-2

I'm attempting to run a regression (lm) over groups of data (counties) in a data frame. However, i first want to filter that data frame (dat) to exclude some groups with too few data points. I get get everything to work fine as long as i don't subset the data frame first:

tmp1 <- with(dat, 
    by(dat, County,
        function(x) lm(formula = Y ~ A + B + C, data=x)))
sapply(tmp1, function(x) summary(x)$adj.r.squared)

i get back as expected:

Barrow Carroll Cherokee Clayton Cobb Dekalb Douglas

0.00000 NaN 0.61952 0.69591 0.48092 0.61292 0.39335

However, when i first subset the data frame:

dat.counties <- aggregate(dat[,"County"], by=list(County), FUN=length)
good.counties <- as.matrix(subset(dat.counties, x > 20, select=Group.1))
dat.temp <- dat["County" %in% good.counties,]

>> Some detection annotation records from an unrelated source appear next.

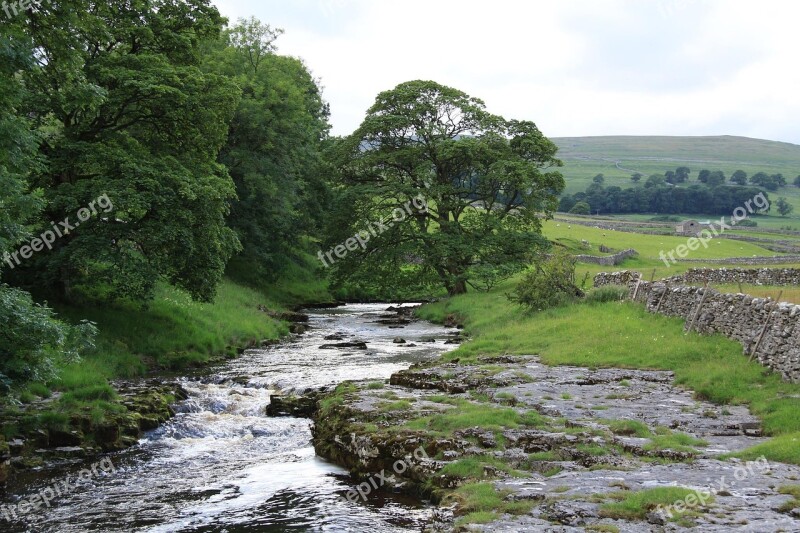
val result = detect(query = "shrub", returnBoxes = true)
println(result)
[584,285,630,303]
[0,285,97,385]
[508,249,583,311]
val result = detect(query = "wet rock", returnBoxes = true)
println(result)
[267,393,319,418]
[375,318,411,326]
[544,500,597,526]
[267,311,309,322]
[319,342,367,350]
[289,322,310,335]
[47,428,83,448]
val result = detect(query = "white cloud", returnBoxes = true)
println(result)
[211,0,800,143]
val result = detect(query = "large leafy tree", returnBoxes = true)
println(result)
[206,19,329,282]
[0,30,94,391]
[10,0,239,300]
[330,81,564,294]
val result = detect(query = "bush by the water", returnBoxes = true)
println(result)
[584,285,630,303]
[508,249,583,311]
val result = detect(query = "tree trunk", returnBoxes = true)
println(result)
[447,280,467,296]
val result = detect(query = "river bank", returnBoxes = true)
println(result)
[314,282,800,531]
[0,255,336,491]
[0,304,455,533]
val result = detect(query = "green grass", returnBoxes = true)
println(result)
[438,455,529,480]
[378,400,411,413]
[778,485,800,513]
[729,428,800,464]
[553,135,800,206]
[544,217,780,260]
[443,483,534,526]
[644,431,708,453]
[2,254,331,442]
[600,487,714,520]
[58,280,287,376]
[603,419,653,439]
[419,280,800,464]
[404,400,545,435]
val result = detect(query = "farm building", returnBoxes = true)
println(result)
[675,220,703,236]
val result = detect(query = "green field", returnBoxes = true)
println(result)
[552,136,800,218]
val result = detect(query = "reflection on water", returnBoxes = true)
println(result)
[0,304,451,533]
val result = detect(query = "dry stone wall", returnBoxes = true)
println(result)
[594,271,800,383]
[669,268,800,285]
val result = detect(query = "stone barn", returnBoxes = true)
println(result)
[675,220,703,237]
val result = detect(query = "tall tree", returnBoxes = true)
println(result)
[206,19,329,284]
[331,81,564,294]
[11,0,239,300]
[0,25,95,386]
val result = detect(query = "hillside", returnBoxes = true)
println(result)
[552,135,800,196]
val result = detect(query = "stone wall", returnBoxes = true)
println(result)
[667,268,800,285]
[575,248,638,266]
[594,271,800,382]
[676,255,800,266]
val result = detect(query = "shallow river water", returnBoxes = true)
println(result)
[0,304,453,533]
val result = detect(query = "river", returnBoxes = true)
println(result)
[0,304,453,533]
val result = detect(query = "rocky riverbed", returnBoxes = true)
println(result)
[313,356,800,531]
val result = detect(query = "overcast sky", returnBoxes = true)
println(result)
[214,0,800,144]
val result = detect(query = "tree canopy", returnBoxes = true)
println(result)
[331,81,564,294]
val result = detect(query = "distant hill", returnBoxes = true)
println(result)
[552,135,800,193]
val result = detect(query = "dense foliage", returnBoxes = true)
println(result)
[328,81,564,294]
[558,176,766,215]
[0,5,328,382]
[508,248,584,311]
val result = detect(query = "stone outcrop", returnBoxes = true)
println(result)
[594,272,800,382]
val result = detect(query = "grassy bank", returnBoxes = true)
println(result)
[0,254,331,438]
[419,281,800,464]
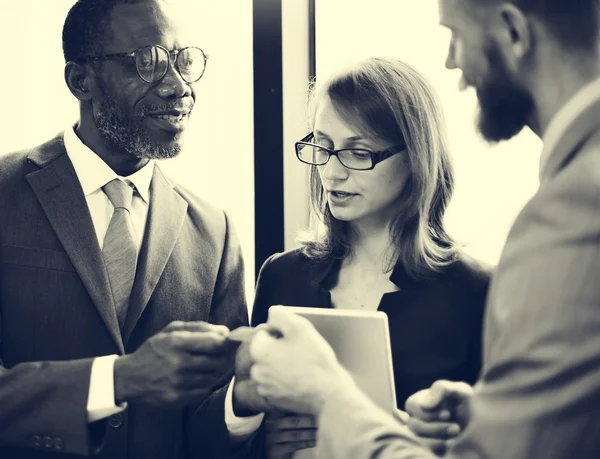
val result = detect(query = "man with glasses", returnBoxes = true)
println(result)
[0,0,253,459]
[243,0,600,459]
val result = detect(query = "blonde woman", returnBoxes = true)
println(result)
[252,58,490,457]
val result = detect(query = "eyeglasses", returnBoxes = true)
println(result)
[296,132,406,171]
[77,45,208,84]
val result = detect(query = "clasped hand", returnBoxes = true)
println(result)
[114,321,235,408]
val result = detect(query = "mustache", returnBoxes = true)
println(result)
[139,100,194,116]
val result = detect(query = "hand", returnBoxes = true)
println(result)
[392,408,410,425]
[233,342,272,416]
[114,322,231,408]
[265,414,317,459]
[250,308,357,415]
[406,380,473,455]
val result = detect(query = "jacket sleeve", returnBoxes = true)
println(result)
[186,212,260,459]
[0,344,106,455]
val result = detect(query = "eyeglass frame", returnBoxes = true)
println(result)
[294,132,407,171]
[73,45,208,84]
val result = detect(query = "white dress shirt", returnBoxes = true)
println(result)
[539,79,600,179]
[64,127,263,436]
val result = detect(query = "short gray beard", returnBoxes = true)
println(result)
[95,91,181,159]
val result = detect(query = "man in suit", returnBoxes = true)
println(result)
[0,0,255,459]
[244,0,600,459]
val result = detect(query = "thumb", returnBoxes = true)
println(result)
[267,306,310,337]
[248,328,279,363]
[421,381,448,411]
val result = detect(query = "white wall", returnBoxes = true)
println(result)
[281,0,309,250]
[0,0,254,302]
[316,0,541,263]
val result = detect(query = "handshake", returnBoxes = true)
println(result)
[114,309,472,458]
[233,309,473,458]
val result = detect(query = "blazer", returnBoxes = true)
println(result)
[0,135,248,459]
[252,249,490,408]
[317,96,600,459]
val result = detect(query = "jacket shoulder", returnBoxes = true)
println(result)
[0,149,31,184]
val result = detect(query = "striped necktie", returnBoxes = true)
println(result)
[102,179,137,330]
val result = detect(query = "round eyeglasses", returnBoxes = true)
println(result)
[76,45,208,84]
[296,132,406,171]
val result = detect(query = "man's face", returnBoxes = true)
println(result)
[93,2,196,159]
[439,0,534,142]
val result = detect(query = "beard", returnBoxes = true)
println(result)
[477,41,535,142]
[95,88,181,159]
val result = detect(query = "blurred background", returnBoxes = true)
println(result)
[0,0,541,310]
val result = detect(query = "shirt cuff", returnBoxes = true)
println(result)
[87,355,127,422]
[225,377,265,437]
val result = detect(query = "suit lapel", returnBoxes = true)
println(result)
[123,166,187,345]
[540,95,600,181]
[26,139,124,353]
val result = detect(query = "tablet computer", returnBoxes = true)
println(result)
[272,306,396,413]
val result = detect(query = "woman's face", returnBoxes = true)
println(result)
[313,97,410,232]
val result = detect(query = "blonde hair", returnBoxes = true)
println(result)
[299,58,457,279]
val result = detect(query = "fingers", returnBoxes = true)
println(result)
[267,308,312,336]
[169,330,227,355]
[394,409,410,424]
[421,380,473,410]
[407,417,460,440]
[249,329,276,363]
[265,415,317,458]
[265,415,317,430]
[420,438,448,456]
[268,440,317,459]
[162,320,229,335]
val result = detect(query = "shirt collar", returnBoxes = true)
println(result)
[64,126,154,204]
[539,79,600,177]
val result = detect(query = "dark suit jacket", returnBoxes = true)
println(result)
[0,135,248,459]
[252,249,490,408]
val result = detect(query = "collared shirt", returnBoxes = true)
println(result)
[64,127,154,422]
[64,127,262,436]
[539,79,600,178]
[64,128,154,252]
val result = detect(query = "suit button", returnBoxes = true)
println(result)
[108,413,123,429]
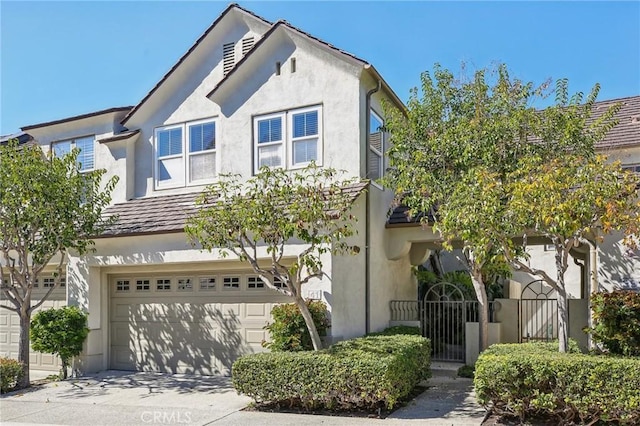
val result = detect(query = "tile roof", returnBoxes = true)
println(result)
[0,132,33,145]
[100,182,368,238]
[98,129,140,143]
[21,106,133,130]
[594,96,640,150]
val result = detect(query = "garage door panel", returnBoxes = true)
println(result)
[110,273,288,374]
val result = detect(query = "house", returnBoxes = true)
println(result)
[0,4,640,374]
[0,4,424,374]
[387,96,640,363]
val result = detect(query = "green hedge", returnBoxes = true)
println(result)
[232,335,431,410]
[0,357,22,393]
[262,300,331,352]
[590,290,640,356]
[474,344,640,425]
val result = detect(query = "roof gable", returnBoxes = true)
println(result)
[120,3,271,125]
[207,20,405,110]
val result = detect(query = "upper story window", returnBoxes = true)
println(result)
[254,106,322,172]
[155,119,216,189]
[367,110,386,181]
[51,136,95,172]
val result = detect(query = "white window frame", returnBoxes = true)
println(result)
[184,118,218,186]
[220,275,242,291]
[286,106,322,169]
[176,277,194,292]
[247,275,267,292]
[153,117,220,190]
[253,112,287,173]
[253,105,324,173]
[367,108,386,189]
[51,135,96,173]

and then run the same code:

tmp2 <- with(dat, 
by(dat, County,
    function(x) lm(formula = Y ~ A + B + C, data=x)))
sapply(tmp2, function(x) summary(x)$adj.r.squared)

i get the following error: " $ operator is invalid for atomic vectors". If i then run summary(tmp2) I see the following:

     Length Class  Mode

Barrow 0 -none- NULL

Carroll 0 -none- NULL

Cherokee 12 lm list

Clayton 12 lm list

the sapply is obviously bombing out on the Class -none- objects. But those are specifically the ones i had excluded above! How are they still showing up in my new data frame?!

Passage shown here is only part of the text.